# Test notebook for structure checking

A complete checking analysis of a single structure follows.
use .revert_changes() to recover the original structure

#### Setting python paths

#### Basic imports

In [1]:
import nglview as nv
import biobb_structure_checking
import biobb_structure_checking.constants as cts
from biobb_structure_checking.structure_checking import StructureChecking
base_dir_path=biobb_structure_checking.__path__[0]
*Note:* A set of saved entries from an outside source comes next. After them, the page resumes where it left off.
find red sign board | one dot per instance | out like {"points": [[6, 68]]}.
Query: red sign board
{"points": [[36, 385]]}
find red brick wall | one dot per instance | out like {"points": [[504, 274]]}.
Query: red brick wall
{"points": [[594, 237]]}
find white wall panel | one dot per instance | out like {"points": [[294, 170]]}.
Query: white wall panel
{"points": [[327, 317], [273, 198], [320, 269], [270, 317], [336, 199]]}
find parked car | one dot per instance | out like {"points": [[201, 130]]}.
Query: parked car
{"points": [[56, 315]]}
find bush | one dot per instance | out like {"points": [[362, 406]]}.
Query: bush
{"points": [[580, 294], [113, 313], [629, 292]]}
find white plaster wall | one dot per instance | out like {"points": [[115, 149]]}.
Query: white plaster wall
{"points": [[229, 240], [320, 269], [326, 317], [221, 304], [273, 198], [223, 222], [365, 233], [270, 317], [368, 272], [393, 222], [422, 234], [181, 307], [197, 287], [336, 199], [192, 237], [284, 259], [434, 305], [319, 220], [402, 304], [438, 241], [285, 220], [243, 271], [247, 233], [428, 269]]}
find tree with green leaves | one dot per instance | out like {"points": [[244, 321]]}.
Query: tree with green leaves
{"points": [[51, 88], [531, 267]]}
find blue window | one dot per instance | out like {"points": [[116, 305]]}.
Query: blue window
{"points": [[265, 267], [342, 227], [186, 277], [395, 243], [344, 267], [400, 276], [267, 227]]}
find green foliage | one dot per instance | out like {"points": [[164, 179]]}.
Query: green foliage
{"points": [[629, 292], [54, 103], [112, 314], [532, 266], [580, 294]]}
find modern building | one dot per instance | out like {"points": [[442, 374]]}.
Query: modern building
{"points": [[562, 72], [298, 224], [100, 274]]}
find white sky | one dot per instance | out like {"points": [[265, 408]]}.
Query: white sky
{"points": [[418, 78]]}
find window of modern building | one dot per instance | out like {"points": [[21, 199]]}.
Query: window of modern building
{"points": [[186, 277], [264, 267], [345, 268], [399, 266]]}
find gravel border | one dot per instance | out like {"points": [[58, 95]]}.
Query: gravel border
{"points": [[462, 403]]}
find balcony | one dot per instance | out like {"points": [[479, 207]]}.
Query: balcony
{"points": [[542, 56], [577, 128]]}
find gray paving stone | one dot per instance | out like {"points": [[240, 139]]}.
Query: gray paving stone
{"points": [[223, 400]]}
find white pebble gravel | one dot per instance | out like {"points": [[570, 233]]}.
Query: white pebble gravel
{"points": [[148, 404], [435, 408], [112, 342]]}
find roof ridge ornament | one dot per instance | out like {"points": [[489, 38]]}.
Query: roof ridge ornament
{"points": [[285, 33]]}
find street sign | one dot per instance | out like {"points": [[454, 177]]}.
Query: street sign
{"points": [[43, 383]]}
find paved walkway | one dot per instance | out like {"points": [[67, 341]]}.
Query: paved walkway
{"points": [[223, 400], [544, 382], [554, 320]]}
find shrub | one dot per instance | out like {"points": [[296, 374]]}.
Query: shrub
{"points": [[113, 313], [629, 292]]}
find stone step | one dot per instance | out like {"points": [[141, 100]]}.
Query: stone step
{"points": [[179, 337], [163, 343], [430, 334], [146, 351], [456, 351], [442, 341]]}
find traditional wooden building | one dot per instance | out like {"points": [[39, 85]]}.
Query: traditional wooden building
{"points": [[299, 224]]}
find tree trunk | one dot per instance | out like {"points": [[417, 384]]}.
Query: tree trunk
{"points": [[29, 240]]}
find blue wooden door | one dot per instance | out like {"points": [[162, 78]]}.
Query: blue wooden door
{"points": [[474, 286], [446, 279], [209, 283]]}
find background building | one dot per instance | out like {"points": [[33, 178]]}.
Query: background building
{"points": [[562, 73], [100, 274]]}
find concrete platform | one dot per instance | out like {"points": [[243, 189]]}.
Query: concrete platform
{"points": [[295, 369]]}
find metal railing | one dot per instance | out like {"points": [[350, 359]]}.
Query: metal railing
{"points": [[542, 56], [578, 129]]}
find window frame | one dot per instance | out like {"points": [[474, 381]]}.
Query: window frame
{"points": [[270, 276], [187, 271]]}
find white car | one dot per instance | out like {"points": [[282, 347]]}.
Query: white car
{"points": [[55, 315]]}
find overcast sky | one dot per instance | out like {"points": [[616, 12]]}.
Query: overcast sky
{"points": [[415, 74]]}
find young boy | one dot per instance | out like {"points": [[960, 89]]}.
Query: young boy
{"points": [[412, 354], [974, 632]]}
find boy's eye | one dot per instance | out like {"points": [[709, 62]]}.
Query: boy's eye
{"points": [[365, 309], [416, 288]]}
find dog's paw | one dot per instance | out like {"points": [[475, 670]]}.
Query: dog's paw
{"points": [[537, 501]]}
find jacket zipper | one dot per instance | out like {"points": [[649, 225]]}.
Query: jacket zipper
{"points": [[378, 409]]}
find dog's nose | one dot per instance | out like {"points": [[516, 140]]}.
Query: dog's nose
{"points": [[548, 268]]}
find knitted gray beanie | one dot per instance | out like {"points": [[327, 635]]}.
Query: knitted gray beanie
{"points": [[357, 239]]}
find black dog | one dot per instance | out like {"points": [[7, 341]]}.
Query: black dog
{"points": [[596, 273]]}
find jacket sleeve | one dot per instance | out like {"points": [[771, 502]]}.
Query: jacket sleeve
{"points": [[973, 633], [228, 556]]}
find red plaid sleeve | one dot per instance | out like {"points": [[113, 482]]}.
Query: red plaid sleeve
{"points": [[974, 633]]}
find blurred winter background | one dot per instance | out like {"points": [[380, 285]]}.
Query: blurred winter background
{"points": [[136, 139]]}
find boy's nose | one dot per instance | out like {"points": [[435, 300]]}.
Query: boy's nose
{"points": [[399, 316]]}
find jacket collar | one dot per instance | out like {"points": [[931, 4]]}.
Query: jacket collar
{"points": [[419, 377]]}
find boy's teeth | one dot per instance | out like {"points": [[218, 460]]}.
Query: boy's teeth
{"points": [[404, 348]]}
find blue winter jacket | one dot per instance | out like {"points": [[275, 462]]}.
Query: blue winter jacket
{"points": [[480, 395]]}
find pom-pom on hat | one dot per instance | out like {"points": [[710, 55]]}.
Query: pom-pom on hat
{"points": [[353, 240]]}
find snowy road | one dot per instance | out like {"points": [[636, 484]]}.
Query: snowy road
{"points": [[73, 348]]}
Setting default data and paths

In [2]:
args = cts.set_defaults(base_dir_path,{'notebook':True})

General help

In [3]:
with open(args['commands_help_path']) as help_file:
    print(help_file.read())


BioBB's check_structure.py performs MDWeb structure checking set as a command line
utility.

commands:     Help on available commands
command_list: Run all tests from conf file
checkall:     Perform all checks without fixes
fixall:       Performs a default fix (v1.1)
load:         Stores structure on local cache and provide basic statistics

1. System Configuration
models [--select model_num]
    Detect/Select Models
chains [--select chain_ids]
    Detect/Select Chains
inscodes [--renum]
    Detects residues with insertion codes. --renum (v1.1) renumbers residues
altloc [--select occupancy| alt_id | list of res_id:alt_id]
    Detect/Select Alternative Locations
metals [--remove All | None | Met_ids_list | Residue_list]
    Detect/Remove Metals
ligands [--remove All | None | Res_type_list | Residue_list]
    Detect/Remove Ligands
hetatm [--remove All | None | Res_type_list | Residue_list] (v1.1)
    Detect/Remove Ligands, revert modified residues
water [--remove Yes|No]
    Remove Wate

Set input (PDB or local file, pdb or mmCif formats allowed) and output (local file, pdb format).  
Use pdb:pdbid for downloading structure from PDB (RCSB)

In [4]:
args['input_structure_path'] = 'pdb:2ki5'
args['output_structure_path'] = 'test.pdb'

Initializing checking engine, loading structure and showing statistics

In [5]:

st_c = StructureChecking(base_dir_path,args)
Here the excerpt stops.